Figure 5.. CRISPR Cas9-genome editing induces chromosome bridge formation, adding to the genome complexity from micronuclei
(a) Evidence for genome editing-induced chromosome bridge in pair 5.5 (Extended Data Fig. 3). Scheme as in Fig. 3. CRISPR-Cas9 cut site is indicated by the dashed line and relevant segments of chr5 are indicated by letters A-C. In the first division, the DNA break on sister chromatids results in the formation of a micronucleus with the acentric portions of chr5 (segment C). At the same time, the sister centric fragments (AB) fuse, generating a dicentric bridge concomitantly with the formation of the micronucleus. Asymmetric breakage of the bridge leads to the loss of the “B” segment from the bridge chromosome in the micronucleated daughter. Faded cell inferred to contain two copies of the B segment was not followed further. DNA copy number analysis indicated that in this example the chromosome fragments in the micronucleus underwent DNA replication. This region showed no detectable rearrangements. Note that the acentric fragments of chr5 were not reincorporated into a daughter primary nucleus in the second division. A (purple): p-arm; B (black): centromere to cut site, inferred to reside in the bridge; C (teal): cut site to the telomere. Bottom: Copy number and rearrangement plots of cells from above, as in Fig. 3. (b) Bridge formation, micronucleation, chromosome fragmentation and chromothripsis from CRISPR-Cas9 genome editing in pair 5.1 (Extended Data Fig. 3). In this sample both homologs were cleaved. The acentric arm of homolog 1 (blue allele) missegregates into a micronucleus in the first generation. The centric fragments of homolog 1 fuse, resulting in a dicentric bridge in the second cell division. After the second cell division, the cell that inherited the acentric fragment of homolog 2 (red) was found to have few SVs or copy number alterations, suggesting it was partitioned into the primary nucleus as indicated in the scheme. By contrast, the acentric segments of homolog 1 were fragmented.
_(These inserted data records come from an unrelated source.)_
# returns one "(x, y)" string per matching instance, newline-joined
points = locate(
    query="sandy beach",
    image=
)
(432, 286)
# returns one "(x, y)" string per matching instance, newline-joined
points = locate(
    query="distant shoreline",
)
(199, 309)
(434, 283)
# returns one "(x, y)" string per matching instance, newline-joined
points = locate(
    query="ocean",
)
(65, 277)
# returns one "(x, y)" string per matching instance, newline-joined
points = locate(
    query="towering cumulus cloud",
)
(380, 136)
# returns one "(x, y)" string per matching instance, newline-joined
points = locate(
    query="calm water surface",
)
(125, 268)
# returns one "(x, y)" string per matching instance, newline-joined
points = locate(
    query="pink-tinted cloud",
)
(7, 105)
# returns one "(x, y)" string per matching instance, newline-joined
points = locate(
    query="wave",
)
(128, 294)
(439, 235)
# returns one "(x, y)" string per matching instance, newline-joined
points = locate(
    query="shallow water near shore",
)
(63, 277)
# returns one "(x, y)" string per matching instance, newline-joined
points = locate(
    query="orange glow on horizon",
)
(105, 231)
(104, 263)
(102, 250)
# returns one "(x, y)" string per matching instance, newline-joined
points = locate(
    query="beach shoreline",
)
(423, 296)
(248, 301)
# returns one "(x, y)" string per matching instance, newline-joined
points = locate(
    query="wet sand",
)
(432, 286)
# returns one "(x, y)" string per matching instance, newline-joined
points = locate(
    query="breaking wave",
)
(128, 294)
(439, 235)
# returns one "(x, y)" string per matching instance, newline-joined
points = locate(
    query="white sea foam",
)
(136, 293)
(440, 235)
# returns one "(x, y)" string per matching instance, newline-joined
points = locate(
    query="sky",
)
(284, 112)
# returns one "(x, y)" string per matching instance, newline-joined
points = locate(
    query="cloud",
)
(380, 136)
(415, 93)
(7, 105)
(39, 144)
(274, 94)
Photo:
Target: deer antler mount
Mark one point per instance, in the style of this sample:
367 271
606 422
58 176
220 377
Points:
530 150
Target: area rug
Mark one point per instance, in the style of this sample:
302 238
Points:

Bottom: copy number and rearrangement plots of cells shown above, as in Fig. 3.
Figure 6.
Figure 6.. Hallmark cytological features of chromothripsis after a genome editing approach for the treatment of sickle cell disease
Human CD34+ HSPCs were electroporated with Cas9/gRNA RNP targeting the erythroid-specific enhancer of BCL11A. Microscopic analysis of micronucleation was performed 24 h post electroporation. (a) Editing efficiency of BCL11A determined from amplicon sequencing. n = 3 experiments, Error bars: mean +/− SEM, two-tailed unpaired t-test). (b) Fetal hemoglobin (HbF) levels were measured by HPLC in erythroid-differentiated CD34+ HSPCs as a functional readout of successful editing of BCL11A 10 days after RNP electroporation. n = 3 experiments, Error bars: mean +/− SEM, two-tailed unpaired t-test). (c) Percent of cells with a micronucleus (n = 3 experiments with 7827 and 6480 cells counted, left to right). Error bars: mean +/− SEM, two-tailed Fisher’s exact test. (d) Percent of cells with aberrant 2p copy number assayed by FISH (n = 2 experiments with 1957, 1926, 74, cells counted, left to right). (e) Representative FISH image of data in (d). Cut site is represented by a pink arrowhead; DNA is blue; telomere proximal probe is red, and marked by arrows; centromere proximal probe is green. Shown is a micronucleated cell with 3 copies of the cut arm, two of which are in the micronucleus. Scale bar 5 μm. (f) Chr2p breaks present 24 hours after electroporation in metaphase visualized by SKY (n = 2 experiments, 400 spreads per condition). (g) Sample SKY image from (f). (h) Percent of CD34+ CRISPR-MN with extensive DNA damage covering the DNA present in the micronucleus by γH2AX-labeling (n = 3 experiments, 135 micronuclei scored). Error bars: mean +/− SEM. (i) Representative image of data in (h). Scale bar 5 μm.